In the Steps of the Ancestors

In the Steps of the Ancestors

Joseph Waterfield (1858-1933)                                Margaret Prichard (1849-1890)

Last month I checked into a quarryman (and woman’s) cottage in Trefor, Gwynedd on the Llŷn Peninsula where three generations of my family lived and worked at the foot of three mountains known as the Yr Eifl. The link tells you how to pronounce it.

We were staying at 18 Lime Street, the same street in which my ancestors lived. I had located them through the 1889, 1899 and 1901 censuses. But also through my Pink Granite research. Also the persistence of my now deceased 104 year old Aunt’s relentless pursuit of the Waterfield family history has motivated me to this current detailed research since my cousin, her eldest son had gifted our generation copies of it along with her short novel based on that research.  I get archive fever when walking in the steps of the ancestors.  It hit me hard in 2014 when I revisited my mum’s ancestry for The House and it has hit me again these past three years.

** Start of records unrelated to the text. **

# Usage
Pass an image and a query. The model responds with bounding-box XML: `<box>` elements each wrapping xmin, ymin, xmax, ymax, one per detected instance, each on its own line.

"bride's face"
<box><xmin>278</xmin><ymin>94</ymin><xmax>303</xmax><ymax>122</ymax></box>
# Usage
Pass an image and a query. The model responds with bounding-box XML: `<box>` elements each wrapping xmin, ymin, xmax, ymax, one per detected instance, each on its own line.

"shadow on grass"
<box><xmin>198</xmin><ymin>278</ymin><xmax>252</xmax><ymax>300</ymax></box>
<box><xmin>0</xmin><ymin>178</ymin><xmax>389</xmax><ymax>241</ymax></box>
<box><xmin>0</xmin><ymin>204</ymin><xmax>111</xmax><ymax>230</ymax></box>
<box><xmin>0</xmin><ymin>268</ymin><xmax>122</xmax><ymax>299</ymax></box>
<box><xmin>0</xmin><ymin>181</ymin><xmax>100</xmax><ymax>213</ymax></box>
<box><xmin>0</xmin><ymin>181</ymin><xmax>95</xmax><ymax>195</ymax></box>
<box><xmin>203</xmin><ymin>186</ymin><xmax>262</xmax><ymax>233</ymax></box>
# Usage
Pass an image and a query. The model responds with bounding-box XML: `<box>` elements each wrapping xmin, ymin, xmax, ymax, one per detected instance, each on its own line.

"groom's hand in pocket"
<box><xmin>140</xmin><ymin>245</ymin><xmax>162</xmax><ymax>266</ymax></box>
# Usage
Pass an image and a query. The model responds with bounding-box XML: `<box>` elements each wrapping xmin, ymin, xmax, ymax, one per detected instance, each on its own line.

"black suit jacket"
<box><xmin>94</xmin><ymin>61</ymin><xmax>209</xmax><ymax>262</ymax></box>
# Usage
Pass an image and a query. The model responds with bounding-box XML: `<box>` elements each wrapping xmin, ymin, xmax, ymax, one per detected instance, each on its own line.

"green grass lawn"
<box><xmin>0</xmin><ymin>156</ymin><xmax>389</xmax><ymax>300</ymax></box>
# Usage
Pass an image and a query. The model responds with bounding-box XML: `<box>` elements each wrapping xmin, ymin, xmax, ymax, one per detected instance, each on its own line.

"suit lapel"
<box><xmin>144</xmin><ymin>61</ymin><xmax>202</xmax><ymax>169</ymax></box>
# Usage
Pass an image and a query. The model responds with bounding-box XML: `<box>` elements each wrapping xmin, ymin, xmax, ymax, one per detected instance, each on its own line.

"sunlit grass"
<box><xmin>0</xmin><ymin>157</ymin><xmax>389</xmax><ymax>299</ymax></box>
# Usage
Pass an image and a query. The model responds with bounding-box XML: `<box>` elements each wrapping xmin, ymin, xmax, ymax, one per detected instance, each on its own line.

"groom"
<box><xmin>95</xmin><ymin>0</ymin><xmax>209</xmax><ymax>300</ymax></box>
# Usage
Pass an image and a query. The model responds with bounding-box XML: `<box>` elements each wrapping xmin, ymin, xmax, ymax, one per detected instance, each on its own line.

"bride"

I am struck by my Aunt’s story, her sons’ stories, her ‘adopted’ parents’ stories and her  diligent pursuit of a meaning to her identity. It is as she often said to me, not unlike my mum’s history. Being the first child in my grandparents’ family, I learned that my Aunt was ‘given’ away to a childless aunt and uncle, the same Aunt who had lived at no 13 Lime Street. The family moved back to Leicestershire in the early 1900s. This kind of practice is not unusual I guess but it plays havoc with feelings of belonging,  identity and self doubt as  beautifully illustrated in Anne with an E  I have been watching on Netflix recently.

But it’s the quarrying life in this village in Trefor that has caught my interest mostly and that I realise is driving my story Pink Granite.

(Above) Great Great Grandmother Emma Waterfield né Cheatle (1839 – 1938), Great Great Grandfather Thomas Waterfield (1838 – deceased), Great Uncle Charlie Franks (1833-1937) in the doorway.

Three generations lived in three streets in Trefor, having moved there from Mountsorrel in Leicestershire. We stayed at the third address a few doors down from where the Waterfields lived. The woman who greeted us lives in the exact cottage my Grandfather, his siblings Ellen, Sarah and William, and their father Great Grandfather Joseph lived after their mum died of TB in 1890.  On further research I discovered that my Great Great Aunt Ellen had actually lived in the cottage we had booked.  This discovery urged me to find out more concerning the other Great Greats and their connections with Trefor.

The three streets – Eifl Road could have been Farren Road in 1878.

Great Aunt Ellen Franks né Waterfield (1880-1951) and Great Aunt Sarah Jane Waterfield (1883-1966) and their father Great Grandfather Joseph Waterfield (widowed) (1858-1933) 18 Lime Street, Trefor with Yr Eifl quarried mountain range in background.

Front of 18 Lime Street today

Back of 18 Lime Street today

I went back to the census and cross-referenced with google maps as you do, only to discover the numbers and the road names must have changed over time.  Walking out one morning along the main road (Eifl Road), still looking for the disappeared number in Green Terrace and the number in the disappeared Farren Street, I discovered the answer may lie in the kerb stones, those quarried and those manufactured at a later date from concrete when road names like Farren Street (obviously named after George Farren, the managing director of the Welsh Granite Company who you can see from the obituary below was responsible for much of the engineering development in Trefor), must have been renamed more recently.

accessed from

The kerb stones change at a certain point along the Eifl Road – the road had obviously been rebuilt, of course it had!

Setts or concrete

Place is such a great driver for creative work – the sense of the field of space of which  Antony Gormley speaks when describing his work including his Iron Men installation on the Sefton Coast where I now live. For me it has always been walking in the footsteps of ancestors, seeing with their eyes the same vista they have looked upon, peeling back the layers of memory and history and hearing their voices of the past speaking in the now that have led me to finding a frame for creative expression.  That and personal memory that the ancestors trigger like:

Remember Wales, don’t forget Wales:
Rhyl holidays and the Co-op Campsite 1967 and 1969
Plas Y Nant with YP Christian Endeavour in  1970
Mary Jones Bible Research Trip for Greater than Gold Bala in 1980
The Pollard Trail research trail Nefyn in  2006
 Pink Granite research trail  2024 incorporating Leicester in 2023.

I think this is the first of a number of North Wales inspired recollections, judging from the list above but let’s just stick with the granite and the ancestors for now.